There will always however, be those who believe there is no redemption to be found within the horror genre. And one can hardly argue with the violent imagery being thrust upon your eyes and ears. However, like David slicing off the head of Goliath, or Sampson laying waste to legions of humans and murdering them all, sometimes shock factor is just that. Shocking.
It makes you take notice. But it’s the tale beneath the shock, the intelligence of the woven piece of entertainment before you, made up of all manner of different parts, that is the real treat beneath the gory, seemingly blasphemous exterior.
Like someone who looks at The Passion of the Christ and only sees a gore-hounds dream; a celebration of blood, guts, torture and agony, this position quite handily misses the point.
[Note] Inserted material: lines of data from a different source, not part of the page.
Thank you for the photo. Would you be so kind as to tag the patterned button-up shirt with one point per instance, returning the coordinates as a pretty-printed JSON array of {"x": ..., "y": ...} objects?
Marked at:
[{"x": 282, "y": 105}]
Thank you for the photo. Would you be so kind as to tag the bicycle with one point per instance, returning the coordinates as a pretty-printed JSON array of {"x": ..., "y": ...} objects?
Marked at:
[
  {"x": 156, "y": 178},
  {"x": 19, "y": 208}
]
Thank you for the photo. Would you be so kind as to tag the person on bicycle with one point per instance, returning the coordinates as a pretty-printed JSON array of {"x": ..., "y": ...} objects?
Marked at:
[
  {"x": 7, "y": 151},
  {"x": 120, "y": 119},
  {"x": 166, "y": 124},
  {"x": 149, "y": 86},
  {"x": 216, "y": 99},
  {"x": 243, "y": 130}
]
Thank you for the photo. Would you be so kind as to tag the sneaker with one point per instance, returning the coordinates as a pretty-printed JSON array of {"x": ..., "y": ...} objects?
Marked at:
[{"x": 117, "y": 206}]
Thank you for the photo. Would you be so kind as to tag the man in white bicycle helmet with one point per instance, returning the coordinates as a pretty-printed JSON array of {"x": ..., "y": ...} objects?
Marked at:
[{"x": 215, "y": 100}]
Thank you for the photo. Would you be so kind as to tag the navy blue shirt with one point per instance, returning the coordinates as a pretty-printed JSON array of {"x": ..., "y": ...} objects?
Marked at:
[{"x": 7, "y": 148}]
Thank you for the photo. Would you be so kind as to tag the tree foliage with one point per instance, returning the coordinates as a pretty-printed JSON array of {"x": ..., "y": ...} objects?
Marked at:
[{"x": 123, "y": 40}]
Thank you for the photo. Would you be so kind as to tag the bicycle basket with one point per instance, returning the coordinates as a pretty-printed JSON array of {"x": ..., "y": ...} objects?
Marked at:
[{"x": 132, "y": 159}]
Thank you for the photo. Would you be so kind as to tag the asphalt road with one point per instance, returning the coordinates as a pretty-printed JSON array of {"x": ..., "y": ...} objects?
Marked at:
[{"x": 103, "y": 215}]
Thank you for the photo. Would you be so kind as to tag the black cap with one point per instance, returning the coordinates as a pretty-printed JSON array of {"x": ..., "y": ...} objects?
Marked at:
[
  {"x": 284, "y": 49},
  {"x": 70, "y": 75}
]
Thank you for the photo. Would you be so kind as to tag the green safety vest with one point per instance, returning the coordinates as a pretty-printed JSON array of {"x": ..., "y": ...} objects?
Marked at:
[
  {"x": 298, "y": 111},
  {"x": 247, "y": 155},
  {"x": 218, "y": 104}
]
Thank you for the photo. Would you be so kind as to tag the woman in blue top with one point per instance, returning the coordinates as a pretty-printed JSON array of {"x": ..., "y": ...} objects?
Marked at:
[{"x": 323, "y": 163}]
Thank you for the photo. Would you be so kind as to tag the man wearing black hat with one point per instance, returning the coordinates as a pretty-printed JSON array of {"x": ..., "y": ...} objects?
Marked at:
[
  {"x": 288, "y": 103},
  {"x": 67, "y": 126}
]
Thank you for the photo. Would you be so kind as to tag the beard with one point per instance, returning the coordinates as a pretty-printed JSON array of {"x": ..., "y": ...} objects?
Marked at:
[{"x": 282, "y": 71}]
Misses the bigger picture. Misses the redeeming qualities.
While horror media is in no way comparitive to the Cross, the point still sticks. Those who believe horror media is entirely without worse, may have not looked deep enough and unburied the core. Instead of judging a book by its cover, you ought to take a few trips through Silent Hill yourself, and discover why it is so compelling to so many.
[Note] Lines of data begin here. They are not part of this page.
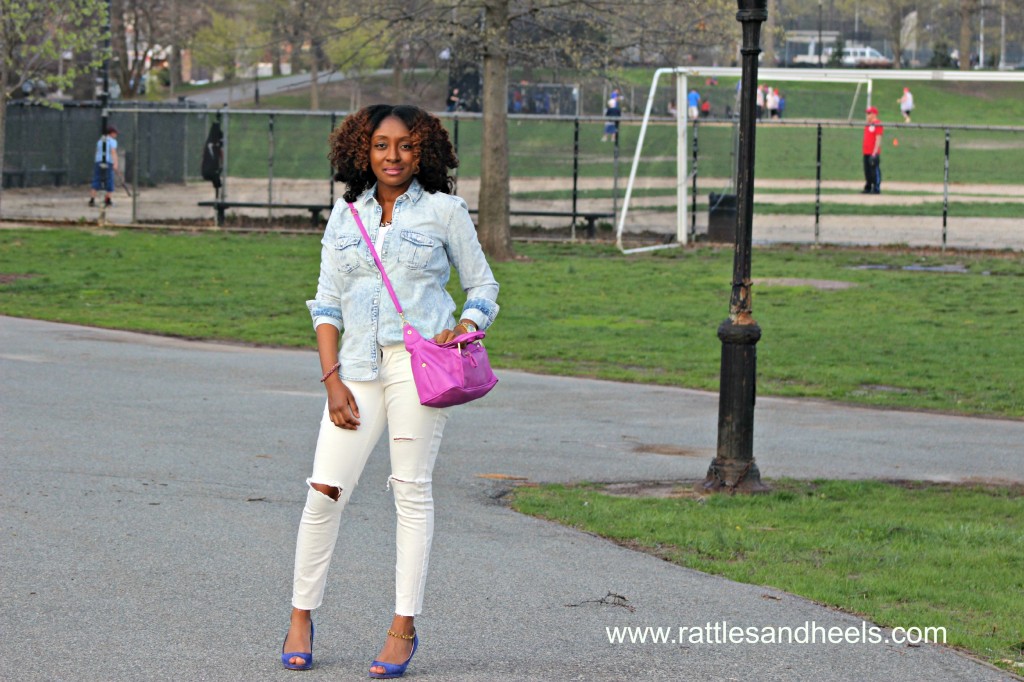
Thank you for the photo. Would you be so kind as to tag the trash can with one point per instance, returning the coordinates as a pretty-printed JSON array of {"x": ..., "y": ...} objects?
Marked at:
[{"x": 721, "y": 217}]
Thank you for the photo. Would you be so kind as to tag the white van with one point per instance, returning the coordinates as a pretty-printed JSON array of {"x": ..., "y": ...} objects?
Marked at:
[{"x": 862, "y": 56}]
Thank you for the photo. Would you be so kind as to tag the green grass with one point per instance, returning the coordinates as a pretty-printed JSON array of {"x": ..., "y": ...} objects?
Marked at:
[
  {"x": 956, "y": 209},
  {"x": 543, "y": 148},
  {"x": 897, "y": 338},
  {"x": 912, "y": 555}
]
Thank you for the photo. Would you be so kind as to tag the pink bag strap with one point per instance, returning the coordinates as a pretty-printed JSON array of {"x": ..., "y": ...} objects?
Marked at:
[{"x": 377, "y": 259}]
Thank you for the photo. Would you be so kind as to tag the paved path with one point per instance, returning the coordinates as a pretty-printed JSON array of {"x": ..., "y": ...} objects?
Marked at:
[{"x": 150, "y": 489}]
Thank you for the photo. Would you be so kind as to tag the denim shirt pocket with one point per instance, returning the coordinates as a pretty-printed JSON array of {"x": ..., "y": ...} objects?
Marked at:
[
  {"x": 347, "y": 253},
  {"x": 415, "y": 250}
]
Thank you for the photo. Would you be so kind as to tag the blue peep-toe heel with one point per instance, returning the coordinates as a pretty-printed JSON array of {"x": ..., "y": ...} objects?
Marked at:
[
  {"x": 391, "y": 671},
  {"x": 307, "y": 658}
]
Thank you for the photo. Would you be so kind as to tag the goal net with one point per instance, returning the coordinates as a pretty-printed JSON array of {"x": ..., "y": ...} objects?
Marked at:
[{"x": 704, "y": 141}]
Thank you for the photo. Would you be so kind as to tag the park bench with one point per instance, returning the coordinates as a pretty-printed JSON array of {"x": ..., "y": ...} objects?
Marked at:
[
  {"x": 23, "y": 177},
  {"x": 221, "y": 207},
  {"x": 591, "y": 217}
]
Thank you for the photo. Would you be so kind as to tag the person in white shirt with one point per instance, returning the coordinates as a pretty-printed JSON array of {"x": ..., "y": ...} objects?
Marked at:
[
  {"x": 906, "y": 104},
  {"x": 104, "y": 166}
]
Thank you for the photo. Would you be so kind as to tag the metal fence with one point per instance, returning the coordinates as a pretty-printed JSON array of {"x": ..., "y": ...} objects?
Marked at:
[{"x": 557, "y": 164}]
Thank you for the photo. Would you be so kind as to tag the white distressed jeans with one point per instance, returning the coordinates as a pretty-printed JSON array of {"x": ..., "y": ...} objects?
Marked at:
[{"x": 415, "y": 433}]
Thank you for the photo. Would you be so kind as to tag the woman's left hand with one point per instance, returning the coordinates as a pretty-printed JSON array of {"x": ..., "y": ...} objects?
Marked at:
[
  {"x": 444, "y": 336},
  {"x": 450, "y": 334}
]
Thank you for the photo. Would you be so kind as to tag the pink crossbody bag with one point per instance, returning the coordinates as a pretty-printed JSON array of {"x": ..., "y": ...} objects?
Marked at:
[{"x": 445, "y": 374}]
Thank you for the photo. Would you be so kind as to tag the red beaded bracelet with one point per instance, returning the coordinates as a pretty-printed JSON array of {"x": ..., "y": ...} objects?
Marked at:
[{"x": 330, "y": 372}]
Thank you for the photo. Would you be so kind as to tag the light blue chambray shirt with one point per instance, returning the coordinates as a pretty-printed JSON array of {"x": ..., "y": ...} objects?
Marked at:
[{"x": 430, "y": 232}]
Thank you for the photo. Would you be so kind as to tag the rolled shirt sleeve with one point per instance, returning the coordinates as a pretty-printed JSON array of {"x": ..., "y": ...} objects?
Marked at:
[
  {"x": 326, "y": 308},
  {"x": 474, "y": 272}
]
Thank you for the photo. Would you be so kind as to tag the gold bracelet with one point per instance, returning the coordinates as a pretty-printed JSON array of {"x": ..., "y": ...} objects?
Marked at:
[{"x": 330, "y": 372}]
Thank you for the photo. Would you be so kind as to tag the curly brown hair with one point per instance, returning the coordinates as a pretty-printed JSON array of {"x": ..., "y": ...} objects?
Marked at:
[{"x": 349, "y": 153}]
The Bible talks about being all things to all people, and there are many horror fans out there who are looking for someone they can relate to. Showing interest in even the worse type of material, and being able to see beyond the rough exterior, is a discussion point that can often lead to greater things. Many of these games and other horror media relate the very subjects I’ve discussed in this piece, overcoming evil, defeating the darkness, love triumphs. These themes are universal, and while you won’t find them in everything, there are horror pieces worth exploring that are not a waste of your time and explore these themes. They just revel in the shock and gore factor to get your attention, but it is what lies beyond that they often worked much harder on. After all, only a story with deep character development and interesting twists and turns is a story that’s worthwhile, and many of horror media were built on them, just like any kind of story has to be.
So next time you find yourself dismissing horror, try to understand what about it interests and individual. Try playing or watching one yourself, you may come to see that they are more than meets the eye. Like the parables of the Bible, there are those who just come for the horror, and there are those who will interpret more from it. Strive to be latter, for everything made for evil can be twisted for good, and used to reach those who crave the darkside, but deep inside desire the light.
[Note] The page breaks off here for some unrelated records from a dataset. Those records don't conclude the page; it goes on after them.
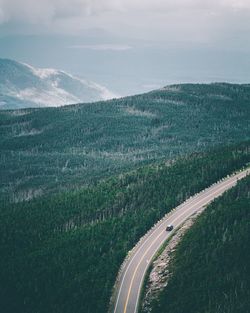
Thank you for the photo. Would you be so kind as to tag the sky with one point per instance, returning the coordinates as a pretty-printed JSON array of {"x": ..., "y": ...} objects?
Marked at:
[{"x": 131, "y": 46}]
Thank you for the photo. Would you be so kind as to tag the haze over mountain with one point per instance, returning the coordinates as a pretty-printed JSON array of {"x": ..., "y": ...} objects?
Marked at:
[{"x": 22, "y": 85}]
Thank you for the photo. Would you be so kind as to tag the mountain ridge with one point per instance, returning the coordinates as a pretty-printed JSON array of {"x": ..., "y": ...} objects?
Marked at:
[{"x": 22, "y": 85}]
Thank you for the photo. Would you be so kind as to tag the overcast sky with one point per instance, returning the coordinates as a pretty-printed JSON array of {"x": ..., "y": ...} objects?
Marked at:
[{"x": 173, "y": 38}]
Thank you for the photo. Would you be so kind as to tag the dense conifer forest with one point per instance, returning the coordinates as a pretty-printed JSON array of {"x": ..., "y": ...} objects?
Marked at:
[
  {"x": 212, "y": 263},
  {"x": 61, "y": 252},
  {"x": 46, "y": 150}
]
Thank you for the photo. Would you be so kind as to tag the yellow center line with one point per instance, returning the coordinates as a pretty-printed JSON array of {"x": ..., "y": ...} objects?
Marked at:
[{"x": 133, "y": 277}]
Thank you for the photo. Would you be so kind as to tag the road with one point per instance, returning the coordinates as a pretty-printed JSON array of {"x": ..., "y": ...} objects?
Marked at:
[{"x": 133, "y": 273}]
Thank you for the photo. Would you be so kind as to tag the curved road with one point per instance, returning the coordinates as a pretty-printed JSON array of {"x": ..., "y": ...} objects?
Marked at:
[{"x": 133, "y": 273}]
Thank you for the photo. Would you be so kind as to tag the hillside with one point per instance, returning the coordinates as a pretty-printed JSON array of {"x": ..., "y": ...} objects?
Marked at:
[
  {"x": 50, "y": 149},
  {"x": 212, "y": 263},
  {"x": 61, "y": 253},
  {"x": 22, "y": 86}
]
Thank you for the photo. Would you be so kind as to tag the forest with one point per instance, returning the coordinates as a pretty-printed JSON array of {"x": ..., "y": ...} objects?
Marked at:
[
  {"x": 48, "y": 150},
  {"x": 210, "y": 268},
  {"x": 61, "y": 252}
]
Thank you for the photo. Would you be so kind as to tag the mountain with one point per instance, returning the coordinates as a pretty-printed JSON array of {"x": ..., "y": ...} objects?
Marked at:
[
  {"x": 80, "y": 184},
  {"x": 46, "y": 149},
  {"x": 61, "y": 253},
  {"x": 210, "y": 268},
  {"x": 22, "y": 85}
]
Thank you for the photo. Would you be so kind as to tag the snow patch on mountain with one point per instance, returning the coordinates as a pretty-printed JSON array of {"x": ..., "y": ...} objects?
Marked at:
[{"x": 22, "y": 85}]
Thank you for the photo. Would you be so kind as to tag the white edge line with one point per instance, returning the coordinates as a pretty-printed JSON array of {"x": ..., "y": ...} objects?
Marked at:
[{"x": 163, "y": 220}]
What are you thoughts on Christians and horror? I should note that there is one really big caveat, and that is the fact that I do not enjoy horror films. Of course, I have not watched many. I am more specifically talking about horror videogames, from Silent Hill to Resident Evil to Fatal Frame to Eternal Darkness, games I love.
Despite that fact, I believe the rest of what I’ve written still holds true, for many a piece of horror media, be it music or movies, books or games.